Bob was one of Eliza's lovers. It is not clear whether he fathered any of her children. Eliza's motive for taking Bob as a lover is unclear - she claimed that she seduced him to teach him a lesson about the ephemeral nature of love, but his resemblance to his brother Jack, who proved to be Eliza's lifelong romance but who could not personally perform the act of coitus with her, may well have played into her decision. It is also unclear whether Bob or Jack is the ancestor of the Shaftoe family in Cryptonomicon, although the closing scene of Jack's sons in America suggests that it is Jack's branch of the family, not Bob's, that is featured in the novel set in the twentieth century.

During the invasion of the Duke of Monmouth, prior to William of Orange's Glorious Revolution, Bob falls in love with Abigail Frome, one of the Taunton Schoolgirls, who was subsequently enslaved on the order of George Jeffreys. He then made an alliance with then-political prisoner Daniel Waterhouse to work together to kill both Jeffreys and Waterhouse's old enemy, the Earl of Upnor. Their deal worked out - Daniel located Jeffreys and threw him to the mob during the Glorious Revolution, and Bob encountered and killed Upnor in Ireland. After Upnor's death Bob's love becomes the property of Monsieur Comte de Sheerness. During the spring of 1696 Bob and the King's own Black Torrent Guards are stationed near Namur, Belgium where the current war with France has ground to a halt. After Bob is made aware that his Abigail is being held on an estate a mere thirty miles from the town a plan is formulated to steal her away. Bob and the Black Torrent Guards make their way there as part of one of Captain Barnes's many "training exercises", The manor is surrounded and Bob marries Abigail in an incredibly brief service and they immediately make their escape to the west.

Name Reference[]

The name Bob Shaftoe is a reference to an English nursery rhyme.

Bobby Shafto's gone to sea, silver buckles on his knee, He'll come back and marry me, Bonny Bobby Shafto Bobby Shafto's tall and slim, he's always dressed so neat and trim The lasses they aal keek at him! Bonny Bobby Shafto Bobby Shafto's gone to sea, silver buckles on his knee He'll come back and marry me, Bonny Bobby Shafto

Bobby Shafto's gettin' a bairn, for to dangle in his airm In his airm and on his knee, Bonny Bobby Shafto Bobby Shafto's gone to sea, silver buckles on his knee, He'll come back and marry me, Bonny Bobby Shafto Bobby Shafto's been to sea, Silver Buckles on his knee; He's come home and married me, Bonny Bobby Shafto!

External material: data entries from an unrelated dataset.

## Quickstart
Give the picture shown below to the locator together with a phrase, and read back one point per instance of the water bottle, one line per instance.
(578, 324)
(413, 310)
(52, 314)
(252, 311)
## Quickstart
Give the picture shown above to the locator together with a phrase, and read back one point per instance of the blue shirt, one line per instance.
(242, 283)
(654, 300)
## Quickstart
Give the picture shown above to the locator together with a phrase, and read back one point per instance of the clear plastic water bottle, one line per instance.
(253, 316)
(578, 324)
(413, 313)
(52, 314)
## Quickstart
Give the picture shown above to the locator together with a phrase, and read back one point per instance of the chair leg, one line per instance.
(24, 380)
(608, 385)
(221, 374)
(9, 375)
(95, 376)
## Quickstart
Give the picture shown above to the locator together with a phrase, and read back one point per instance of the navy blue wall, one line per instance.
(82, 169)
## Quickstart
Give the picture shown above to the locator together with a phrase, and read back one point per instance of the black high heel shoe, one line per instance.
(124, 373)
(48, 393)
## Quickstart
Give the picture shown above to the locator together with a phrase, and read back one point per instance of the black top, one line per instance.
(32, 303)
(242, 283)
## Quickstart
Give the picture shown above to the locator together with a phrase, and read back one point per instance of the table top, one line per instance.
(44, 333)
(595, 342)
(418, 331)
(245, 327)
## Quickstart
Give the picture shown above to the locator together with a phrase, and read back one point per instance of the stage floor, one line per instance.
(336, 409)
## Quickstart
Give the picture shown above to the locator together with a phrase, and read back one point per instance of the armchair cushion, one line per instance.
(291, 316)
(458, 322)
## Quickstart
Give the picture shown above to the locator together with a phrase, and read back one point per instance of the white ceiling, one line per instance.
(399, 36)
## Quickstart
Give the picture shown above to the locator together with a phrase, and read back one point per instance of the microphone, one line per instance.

Bobby Shafto was in fact a County Durham Member of Parliament, who was elected in 1761, when the song was used as an election jingle. A sweetheart of Bobby Shafto, to whom the ballad is often attributed is believed to have lived at Brancepeth Castle across the River Wear, three miles north of Whitworth, near the outskirts of Durham City.

Peter Railton in his philosophical work, Moral Realism, references a fictional Bobby Shafto in describing "instrumental rationality". John Rawls tackles the subject as well, which explores the boundary between common or moral sense and logic.